Is Europe falling behind? Depends what metric you use.

https://i.redd.it/6k86p2chk70d1.png

by hitzhai

21 comments
  1. Europe has always been behind. Soon, an American McDonalds cashier will earn the same amount as a European doctor. Liberal capitalism is the key.

  2. I’d rather be a bit poorer than having my employer decide if I get access to healthcare or not.

  3. How do you account for the fact that EU members have changed over this period?

  4. Here we go again the metrics comparing us to the USA are really pointless as we have intrinsically different economies. The USA has a higher gdp per capita than Europe statistically because stats are mathematics and a lump sum of money gets evened out over the total population. It hides the fact that USA has an avalanche of 55+ homeless people without pensions or per capita a much bigger part of the population holding down 2 or three jobs. Or the average USA citizen has more spendable cash each month than the average EU citizen because of our tax burden which then doesn’t take into account that they have to use their spendable cash on daycare, school, university, health insurance, public services etc which leaves them in a much different position.

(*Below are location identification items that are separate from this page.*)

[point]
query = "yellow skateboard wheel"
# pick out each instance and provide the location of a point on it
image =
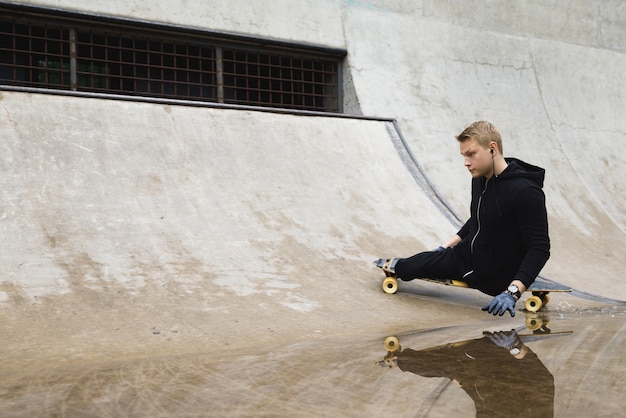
(390, 285)
(533, 303)
(392, 344)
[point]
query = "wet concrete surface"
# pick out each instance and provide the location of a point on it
(573, 365)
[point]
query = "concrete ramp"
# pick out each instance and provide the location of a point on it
(124, 220)
(555, 91)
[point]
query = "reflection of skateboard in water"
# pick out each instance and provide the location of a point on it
(539, 289)
(535, 322)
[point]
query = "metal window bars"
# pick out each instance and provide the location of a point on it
(46, 53)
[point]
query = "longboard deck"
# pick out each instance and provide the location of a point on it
(539, 289)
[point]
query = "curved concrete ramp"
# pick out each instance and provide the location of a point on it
(141, 231)
(556, 92)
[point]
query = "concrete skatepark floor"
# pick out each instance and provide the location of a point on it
(579, 342)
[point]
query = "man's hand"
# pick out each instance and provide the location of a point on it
(500, 304)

    The only purpose of these silly metrics is to promote casino capitalism and Ayan Randian financial philosophy which has been rejected in Europe. Quality of life for average citizen is actually more important than shareholder value for a few billionaires who appear on the covers of magazines

  5. It is very hard to say what those numbers mean in reality, also there are huge difference between US states or european countries, which again is hard to know what those numbers actually mean in reality.

    There are clearly things that tell USA is not doing as well as the economic numbers are to tell us, like [USA used to have similar or higher life expectency](https://data.oecd.org/healthstat/life-expectancy-at-birth.htm) than europe to around 1980s-1990s, now it is lower, same is[true for hours worked, americans used to work less hours than europeans up to like 1970s](https://data.oecd.org/emp/hours-worked.htm), now it is opposite.[Also USA co2 per capita is still very high](https://data.oecd.org/air/air-and-ghg-emissions.htm) and overall [enviromental damage american consumption does seems to be worse per capita than most european countries](https://overshoot.footprintnetwork.org/how-many-earths-or-countries-do-we-need/). [USA do seems to do well in productivity per hour, but there are european countries around the same level.](https://data.oecd.org/lprdty/gdp-per-hour-worked.htm)

    Up to like 1970s maybe USA was like better but now no matter how great their economy on paper looks to be based on what to me is an very abstract number, it is hard to ignore how badly it seems to failling in other areas compared to the position it used to have like 50 years ago compared to now. It is very clear the difference between USA and euoprean countries is much larger than just the gdp, USA is simply not just a richer/better version of europe and we should not just base how good a country is doing on its gdp per capita.

  6. I feel like disposable incomes would be the best metric to use. GDP per capita doesn’t necessarily reflect material wealth per person imo

  7. It’s been a while since I dealt with these things but if memory serves right the major factor differentiating US and EU GDP p/c is the number of hours worked per full time employee. that skews GDP p/c in favor of the US.

  8. PPP doesn’t work with the US since their GDP and GDP PPP is always identical.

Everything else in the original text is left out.